Waiver requirements for students with disabilities would not change under the new proposal.

The current system allows students who repeatedly fail required state tests in English and math to be granted a waiver that lets them graduate if they meet other criteria.

But under the new pathways system, which will affect students now in seventh grade, the state graduation exam will be replaced with one of several new graduation pathways requirements, which could include passing a college-entrance exam, taking career and technical education classes, or passing advanced courses.

Under Behning’s proposal, a waiver would be granted if a student had earned an average GPA of 2.0; maintained 95 percent attendance; or if he or she has been admitted to college, a job training program, the military or has an opportunity to start a career.

The bill allows a school’s principal to approve alternative requirements but doesn’t address how those would be developed. The new rules could also be used by students transferring from schools that are out of state or from private schools not held to graduation pathway rules.

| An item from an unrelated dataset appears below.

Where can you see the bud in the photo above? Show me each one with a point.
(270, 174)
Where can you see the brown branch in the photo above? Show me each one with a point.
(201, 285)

The current criteria to receive a waiver do not call for students to be admitted to college, the military or a job. Students do have to maintain a 95 percent attendance record and a 2.0 grade point average, and also have to complete requirements for a general diploma, take a workforce readiness assessment or earn an industry certification approved by the state board. The standards also require students to obtain letters of recommendation from teachers (with approval of the school principal) and to use class work to show students have mastered the subject despite failing the graduation exam.

It’s not yet clear how many students might be affected by a change to the graduation waiver system. In the months since the Indiana State Board of Education approved the new graduation pathways, educators have raised concerns to state board staff members about the types of students who might not have a clear-cut pathway under the plan — for example, a student headed to college who might not have an exceptional academic record. A waiver outlined by HB 1426 could give them another shot. But for students without definite post-graduation plans, that waiver could be out of reach.

None of the educators or education advocates who testified on the bill spoke out specifically on the waiver changes. Mike Brown, director of legislative affairs for the Indiana Department of Education, said that based on a “cursory look,” the department didn’t have any issues with it.

Aside from the diploma and graduation waiver changes, the bill would also:

  • Make Indiana’s high school test a college-entrance exam, such as the ACT or SAT, instead of end-of-year tests in English and math.
  • Encourage the state board to look into alternatives for Algebra 2, currently a diploma requirement.
  • Ask the state board to establish guidelines for how districts and schools can create “local” graduation pathways and how they would be approved by the state board. It would also add $500,000 to fund development of local pathways that districts and schools could apply for.
  • Eliminate the Accuplacer exam, which schools now use to see if high school students need remediation in English or math before they graduate.

Because the bill includes a request for state funding, it next heads to the House Ways and Means Committee.